Ce 1er décembre, le Conseil de l’Union européenne, qui réunit les gouvernements des pays membres, a voté le texte définissant leur position commune sur la proposition de directive sur « le devoir de vigilance des entreprises en matière de durabilité » publiée par la Commission européenne en février dernier. Celle-ci a pour objectif de rendre les entreprises responsables de l’impact de leurs activités sur les droits humains et l’environnement et de les contraindre à mettre en place des dispositifs pour veiller à leur respect.

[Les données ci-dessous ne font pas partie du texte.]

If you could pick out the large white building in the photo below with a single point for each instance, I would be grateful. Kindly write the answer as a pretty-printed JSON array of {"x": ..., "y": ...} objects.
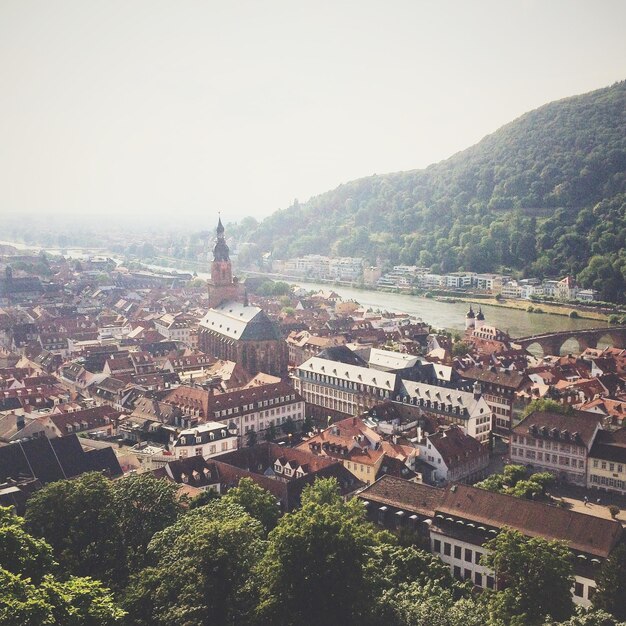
[{"x": 205, "y": 440}]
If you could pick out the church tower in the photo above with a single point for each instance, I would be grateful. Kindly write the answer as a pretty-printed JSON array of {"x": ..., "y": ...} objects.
[{"x": 222, "y": 285}]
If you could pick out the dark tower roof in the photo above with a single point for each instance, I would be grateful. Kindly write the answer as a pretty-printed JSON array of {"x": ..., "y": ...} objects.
[{"x": 221, "y": 251}]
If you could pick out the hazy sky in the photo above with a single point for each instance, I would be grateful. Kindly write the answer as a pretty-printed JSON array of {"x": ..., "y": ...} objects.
[{"x": 174, "y": 110}]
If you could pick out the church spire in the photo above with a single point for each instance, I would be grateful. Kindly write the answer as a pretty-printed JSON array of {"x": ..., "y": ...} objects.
[{"x": 221, "y": 251}]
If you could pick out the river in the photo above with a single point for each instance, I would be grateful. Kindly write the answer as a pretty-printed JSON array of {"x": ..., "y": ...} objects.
[
  {"x": 444, "y": 315},
  {"x": 451, "y": 316}
]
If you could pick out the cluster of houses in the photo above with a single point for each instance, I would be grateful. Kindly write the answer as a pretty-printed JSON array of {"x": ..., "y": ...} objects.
[
  {"x": 408, "y": 277},
  {"x": 204, "y": 386}
]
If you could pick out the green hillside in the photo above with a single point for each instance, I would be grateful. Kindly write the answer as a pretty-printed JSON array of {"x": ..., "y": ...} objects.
[{"x": 544, "y": 195}]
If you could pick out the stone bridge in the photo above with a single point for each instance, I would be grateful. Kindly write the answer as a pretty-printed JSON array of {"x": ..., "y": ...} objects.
[{"x": 551, "y": 343}]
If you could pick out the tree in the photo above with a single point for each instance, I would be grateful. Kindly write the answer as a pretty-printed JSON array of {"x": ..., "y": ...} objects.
[
  {"x": 611, "y": 584},
  {"x": 289, "y": 427},
  {"x": 20, "y": 552},
  {"x": 75, "y": 602},
  {"x": 461, "y": 348},
  {"x": 588, "y": 617},
  {"x": 534, "y": 578},
  {"x": 143, "y": 505},
  {"x": 546, "y": 405},
  {"x": 314, "y": 570},
  {"x": 205, "y": 497},
  {"x": 78, "y": 519},
  {"x": 307, "y": 424},
  {"x": 270, "y": 433},
  {"x": 256, "y": 501},
  {"x": 432, "y": 604},
  {"x": 251, "y": 438},
  {"x": 200, "y": 570}
]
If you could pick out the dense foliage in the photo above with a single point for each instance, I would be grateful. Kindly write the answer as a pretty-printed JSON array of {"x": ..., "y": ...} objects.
[
  {"x": 34, "y": 593},
  {"x": 231, "y": 560},
  {"x": 544, "y": 195},
  {"x": 516, "y": 481}
]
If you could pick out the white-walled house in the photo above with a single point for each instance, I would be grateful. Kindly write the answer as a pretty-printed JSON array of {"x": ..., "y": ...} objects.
[{"x": 205, "y": 440}]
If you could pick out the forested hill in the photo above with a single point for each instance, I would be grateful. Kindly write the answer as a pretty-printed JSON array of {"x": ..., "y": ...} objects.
[{"x": 545, "y": 195}]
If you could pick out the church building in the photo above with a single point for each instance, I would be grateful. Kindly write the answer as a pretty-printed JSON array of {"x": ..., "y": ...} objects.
[{"x": 232, "y": 329}]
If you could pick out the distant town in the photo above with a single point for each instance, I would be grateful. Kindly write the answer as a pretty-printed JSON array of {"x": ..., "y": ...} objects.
[
  {"x": 410, "y": 277},
  {"x": 121, "y": 370}
]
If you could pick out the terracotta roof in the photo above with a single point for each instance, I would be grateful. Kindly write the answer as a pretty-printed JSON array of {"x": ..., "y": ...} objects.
[
  {"x": 610, "y": 446},
  {"x": 455, "y": 446},
  {"x": 585, "y": 424},
  {"x": 586, "y": 533},
  {"x": 97, "y": 416},
  {"x": 510, "y": 380},
  {"x": 403, "y": 494}
]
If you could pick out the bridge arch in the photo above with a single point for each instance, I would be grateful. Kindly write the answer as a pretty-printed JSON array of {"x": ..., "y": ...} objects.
[{"x": 536, "y": 349}]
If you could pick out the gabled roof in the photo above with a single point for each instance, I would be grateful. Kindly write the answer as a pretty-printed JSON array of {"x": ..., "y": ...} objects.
[
  {"x": 400, "y": 493},
  {"x": 49, "y": 460},
  {"x": 455, "y": 447},
  {"x": 586, "y": 533},
  {"x": 579, "y": 423},
  {"x": 350, "y": 373},
  {"x": 244, "y": 323}
]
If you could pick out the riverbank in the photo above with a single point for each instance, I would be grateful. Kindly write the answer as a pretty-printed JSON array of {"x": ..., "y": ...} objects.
[{"x": 546, "y": 308}]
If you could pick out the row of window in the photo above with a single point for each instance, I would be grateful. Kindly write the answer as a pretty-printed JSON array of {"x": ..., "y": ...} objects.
[
  {"x": 468, "y": 555},
  {"x": 540, "y": 443},
  {"x": 607, "y": 482},
  {"x": 250, "y": 407},
  {"x": 548, "y": 458},
  {"x": 338, "y": 382},
  {"x": 610, "y": 466}
]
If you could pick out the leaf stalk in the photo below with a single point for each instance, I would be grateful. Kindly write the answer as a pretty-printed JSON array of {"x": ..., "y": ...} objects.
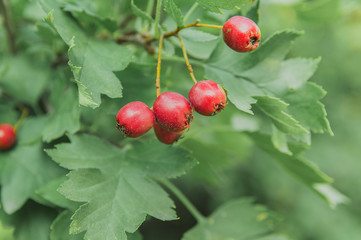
[{"x": 191, "y": 208}]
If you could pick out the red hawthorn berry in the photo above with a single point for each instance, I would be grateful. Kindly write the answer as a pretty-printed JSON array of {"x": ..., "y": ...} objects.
[
  {"x": 241, "y": 34},
  {"x": 134, "y": 119},
  {"x": 165, "y": 136},
  {"x": 172, "y": 111},
  {"x": 7, "y": 136},
  {"x": 207, "y": 97}
]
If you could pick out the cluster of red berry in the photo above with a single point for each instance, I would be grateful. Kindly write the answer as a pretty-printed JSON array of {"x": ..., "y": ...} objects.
[
  {"x": 172, "y": 113},
  {"x": 7, "y": 136}
]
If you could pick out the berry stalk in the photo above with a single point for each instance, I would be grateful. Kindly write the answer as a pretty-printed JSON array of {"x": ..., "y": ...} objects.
[
  {"x": 24, "y": 114},
  {"x": 191, "y": 208},
  {"x": 189, "y": 66},
  {"x": 157, "y": 18}
]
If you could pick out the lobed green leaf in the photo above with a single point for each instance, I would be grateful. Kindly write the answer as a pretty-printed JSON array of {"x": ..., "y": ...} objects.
[{"x": 117, "y": 184}]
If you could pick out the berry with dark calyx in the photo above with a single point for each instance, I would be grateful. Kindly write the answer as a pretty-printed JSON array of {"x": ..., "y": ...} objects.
[
  {"x": 7, "y": 136},
  {"x": 134, "y": 119},
  {"x": 207, "y": 97},
  {"x": 165, "y": 136},
  {"x": 172, "y": 111},
  {"x": 241, "y": 34}
]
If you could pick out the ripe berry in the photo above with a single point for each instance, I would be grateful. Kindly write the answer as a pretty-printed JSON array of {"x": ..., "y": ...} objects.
[
  {"x": 207, "y": 97},
  {"x": 241, "y": 34},
  {"x": 172, "y": 111},
  {"x": 7, "y": 136},
  {"x": 134, "y": 119},
  {"x": 165, "y": 136}
]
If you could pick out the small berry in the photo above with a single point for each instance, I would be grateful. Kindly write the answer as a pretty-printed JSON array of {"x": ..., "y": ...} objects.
[
  {"x": 165, "y": 136},
  {"x": 7, "y": 136},
  {"x": 134, "y": 119},
  {"x": 241, "y": 34},
  {"x": 172, "y": 111},
  {"x": 207, "y": 97}
]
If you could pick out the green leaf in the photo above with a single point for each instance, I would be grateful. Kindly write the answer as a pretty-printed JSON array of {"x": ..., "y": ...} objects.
[
  {"x": 279, "y": 140},
  {"x": 173, "y": 10},
  {"x": 32, "y": 222},
  {"x": 274, "y": 108},
  {"x": 30, "y": 131},
  {"x": 304, "y": 170},
  {"x": 26, "y": 168},
  {"x": 140, "y": 13},
  {"x": 253, "y": 11},
  {"x": 229, "y": 148},
  {"x": 217, "y": 5},
  {"x": 28, "y": 84},
  {"x": 92, "y": 61},
  {"x": 116, "y": 183},
  {"x": 237, "y": 219},
  {"x": 66, "y": 116},
  {"x": 306, "y": 107},
  {"x": 197, "y": 36},
  {"x": 244, "y": 75}
]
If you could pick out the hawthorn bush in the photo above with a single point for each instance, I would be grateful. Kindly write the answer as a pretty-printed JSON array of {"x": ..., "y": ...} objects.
[{"x": 68, "y": 66}]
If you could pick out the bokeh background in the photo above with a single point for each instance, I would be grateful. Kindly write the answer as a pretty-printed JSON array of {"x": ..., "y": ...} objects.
[{"x": 332, "y": 31}]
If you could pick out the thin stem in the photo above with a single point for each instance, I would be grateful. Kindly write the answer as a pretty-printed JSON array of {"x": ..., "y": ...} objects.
[
  {"x": 150, "y": 7},
  {"x": 24, "y": 114},
  {"x": 181, "y": 60},
  {"x": 191, "y": 208},
  {"x": 209, "y": 25},
  {"x": 157, "y": 80},
  {"x": 8, "y": 26},
  {"x": 190, "y": 11},
  {"x": 149, "y": 11},
  {"x": 189, "y": 66},
  {"x": 157, "y": 18}
]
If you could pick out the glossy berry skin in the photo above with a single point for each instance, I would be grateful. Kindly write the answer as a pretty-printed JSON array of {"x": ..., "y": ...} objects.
[
  {"x": 134, "y": 119},
  {"x": 172, "y": 111},
  {"x": 207, "y": 97},
  {"x": 7, "y": 136},
  {"x": 241, "y": 34},
  {"x": 165, "y": 136}
]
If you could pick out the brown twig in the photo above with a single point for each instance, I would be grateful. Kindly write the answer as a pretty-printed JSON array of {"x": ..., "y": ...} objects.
[
  {"x": 4, "y": 7},
  {"x": 189, "y": 66},
  {"x": 138, "y": 39},
  {"x": 178, "y": 29},
  {"x": 157, "y": 80}
]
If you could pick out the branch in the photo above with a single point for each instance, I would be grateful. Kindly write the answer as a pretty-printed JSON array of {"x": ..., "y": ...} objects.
[
  {"x": 8, "y": 26},
  {"x": 157, "y": 80}
]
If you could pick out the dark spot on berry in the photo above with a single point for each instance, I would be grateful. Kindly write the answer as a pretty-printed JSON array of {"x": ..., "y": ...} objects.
[
  {"x": 254, "y": 40},
  {"x": 121, "y": 129}
]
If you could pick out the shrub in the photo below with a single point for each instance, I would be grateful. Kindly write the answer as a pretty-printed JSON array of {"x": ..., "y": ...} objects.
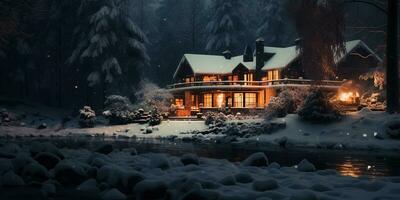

EELV déplore que le texte de position adopté par les ministres manque profondément d’ambition. 

On peut, d’abord, déplorer que le champ des entreprises européennes concernées, déjà très restreint dans la proposition de la Commission car ne concernant que 1% d’entre elles, ait été réduit aux plus grandes. 

Ensuite, alors que dans sa version initiale la future directive est supposée s’appliquer à toute la chaîne de valeur de l’entreprise (fournisseurs, sous-traitants, filiales,…), elle ne concernerait plus que sa « chaîne d’activités », c’est-à-dire une liste extrêmement réduite d’activités dont sont exclues, entre autres, les ventes d’armes et de technologies de surveillance. Ce qui signifie qu’une société comme Amesys dont la Cour d’appel de Paris vient de confirmer la mise en examen pour complicité d’actes de tortures pour avoir fourni à l’ancien régime libyen le système de surveillance qui lui a permis de traquer ses opposants, échapperait au devoir de vigilance. Tout comme Siemens et TotalEnergie avec leurs méga projets dévastateurs en Australie et en Ouganda du fait de la mise à l’écart du champ d’application de la directive de quasiment toute la partie aval de la chaîne de valeur.

Enfin, une autre grave faiblesse du texte de position du Conseil est la quasi exclusion du secteur financier du champ d’application de la directive : non seulement ses obligations ont été considérablement réduites mais le choix est laissé aux Etats membres d’intégrer, ou non, ce secteur au champ d’application de la directive lors de sa transposition dans le droit national. Les banques n’auraient ainsi pas de réelle obligation de veiller à ce que leur argent ne finance pas des activités pouvant, par exemple, porter atteinte à la biodiversité ou aux droits des peuples autochtones à l’instar des 16 banques européennes, parmi lesquelles 5 des principales banques françaises, dont la dernière enquête du média d’investigation, Disclose, montre qu’elles financent la déforestation de l’Amazonie

EELV s’inquiète du rôle qu’a pu jouer la France dans l’adoption d’une position aussi faible par le Conseil. En effet, des documents et des témoignages publiés par la presse européenne montrent que, ces dernières semaines, pendant que le gouvernement proclamait publiquement son soutien à une directive ambitieuse, il était en même temps à la manoeuvre afin de limiter considérablement la portée du texte du Conseil sur plusieurs de ses points essentiels, y compris en menaçant de réunir une minorité de blocage. Ce double discours de la France lui avait déjà été reproché durant la présidence française de l’Union européenne (PFUE), Emmanuel Macron  ayant officiellement placé cette directive dans ses priorités sans que cela se traduise en actes significatifs.

EELV déplore d’autant plus ces manœuvres de la France qu’elles affaiblissent encore plus la proposition de directive de la Commission européenne qui présente déjà d’importantes carences.

Parmi celles-ci, EELV dénonce une approche et une définition beaucoup trop restrictives des atteintes aux droits humains et à l’environnement ainsi que l’absence  de  prise en compte réelle de l’urgence climatique.  

EELV regrette également la bien trop faible garantie d’accès à la justice et à la réparation pour les victimes, y compris le fait que la charge de la preuve repose encore sur ces dernières.

EELV exhorte la France, le pays de la loi pionnière de 2017 sur « le devoir de vigilance des sociétés mères et des entreprises donneuses d’ordre », à ne pas céder aux lobbies en persistant à vouloir vider la directive de sa substance. 

La France doit au contraire promouvoir et défendre une position ambitieuse au sein du Conseil avec le Parlement. Cette directive ne contribuerait ainsi pas seulement à la défense des droits humains au niveau mondial et à la fin d’une certaine impunité des multinationales, mais également à renforcer l’Union européenne et sa place et sa crédibilité dans le monde.